Perpetua Resources has also granted the underwriters an option to purchase up to an additional 3,693,300 common shares, representing up to 15 per cent of the number of common shares to be sold pursuant to the offering. The underwriters have 30 days from the closing of the offering to exercise the option. In the event that the option is exercised in full, the aggregate gross proceeds of the offering will be approximately $374-million (U.S.).
Multilateral Instrument 61-101 disclosure
Paulson purchased 7,575,757 common shares under the private placement in partial exercise of its contractual participation right under the amended and restated investor rights agreement dated March 17, 2020, among Paulson, Idaho Gold Resources Company LLC (a subsidiary of the company) and the company. The private placement constituted a related party transaction under MI 61-101, Protection of Minority Security Holders in Special Transactions. The company relied on exemptions from the formal valuation and minority shareholder approval requirements of MI 61-101 pursuant to subsections 5.5(a) and 5.7(1)(a) thereunder. Prior to the offering, Paulson held 24,771,542 common shares, representing approximately 35 per cent of the outstanding common shares of the company. Following completion of the offering and private placement, Paulson beneficially owns 32,347,299 common shares, representing approximately 31 per cent of the company's outstanding common shares. The material change report in respect of the private placement will not be filed more than 21 days prior to the closing of the private placement due to timing of the announcement of the offering and private placement and the closing of such transactions occurring within less than 21 days thereafter.

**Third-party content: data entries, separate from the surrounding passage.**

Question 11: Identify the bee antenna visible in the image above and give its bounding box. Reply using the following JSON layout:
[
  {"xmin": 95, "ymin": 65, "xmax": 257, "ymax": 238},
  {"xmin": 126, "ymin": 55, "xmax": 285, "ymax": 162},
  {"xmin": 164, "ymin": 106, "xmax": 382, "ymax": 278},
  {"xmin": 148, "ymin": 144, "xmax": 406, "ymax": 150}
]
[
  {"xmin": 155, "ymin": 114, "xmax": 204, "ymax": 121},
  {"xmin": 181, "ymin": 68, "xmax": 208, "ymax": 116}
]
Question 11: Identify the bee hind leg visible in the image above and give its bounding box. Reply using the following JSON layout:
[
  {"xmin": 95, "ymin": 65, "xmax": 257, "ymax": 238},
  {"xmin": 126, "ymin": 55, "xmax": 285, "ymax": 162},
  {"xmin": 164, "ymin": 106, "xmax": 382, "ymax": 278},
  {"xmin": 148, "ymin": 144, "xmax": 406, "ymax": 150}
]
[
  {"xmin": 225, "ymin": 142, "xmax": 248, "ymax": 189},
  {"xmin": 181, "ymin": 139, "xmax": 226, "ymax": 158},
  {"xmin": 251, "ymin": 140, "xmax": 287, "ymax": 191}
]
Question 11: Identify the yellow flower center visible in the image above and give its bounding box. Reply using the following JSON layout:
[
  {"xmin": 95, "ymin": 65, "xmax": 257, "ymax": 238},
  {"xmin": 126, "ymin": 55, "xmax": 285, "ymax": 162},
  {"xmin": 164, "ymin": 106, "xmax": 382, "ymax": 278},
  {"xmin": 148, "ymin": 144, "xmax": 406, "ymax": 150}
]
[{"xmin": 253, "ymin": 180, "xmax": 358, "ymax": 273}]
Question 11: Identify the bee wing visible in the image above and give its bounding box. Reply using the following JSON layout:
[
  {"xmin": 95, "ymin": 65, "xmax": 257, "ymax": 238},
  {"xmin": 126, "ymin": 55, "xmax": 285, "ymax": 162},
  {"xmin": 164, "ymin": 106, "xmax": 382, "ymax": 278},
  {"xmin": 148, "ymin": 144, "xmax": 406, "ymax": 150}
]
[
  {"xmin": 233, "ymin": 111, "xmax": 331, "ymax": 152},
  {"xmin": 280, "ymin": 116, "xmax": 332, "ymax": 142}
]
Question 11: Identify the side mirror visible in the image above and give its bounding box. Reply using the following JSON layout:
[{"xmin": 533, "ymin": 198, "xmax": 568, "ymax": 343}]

About Perpetua Resources Corp.
Perpetua Resources, through its wholly owned subsidiaries, is focused on the exploration, site restoration and redevelopment of gold-antimony-silver deposits in the Stibnite-Yellow Pine district of central Idaho that are encompassed by the Stibnite gold project. The Stibnite gold project is one of the highest-grade, open-pit gold deposits in the United States, and is designed to apply a modern, responsible mining approach to restore an abandoned mine site and produce both gold and the only mined source of antimony in the United States. Perpetua Resources has been awarded a technology investment agreement of $59.2-million (U.S.) in Defense Production Act Title III funding to advance construction readiness and permitting of the Stibnite gold project. Antimony trisulphide from Stibnite is the only known domestic reserves of antimony that can meet U.S. defence needs for many small arms, munitions and missile types.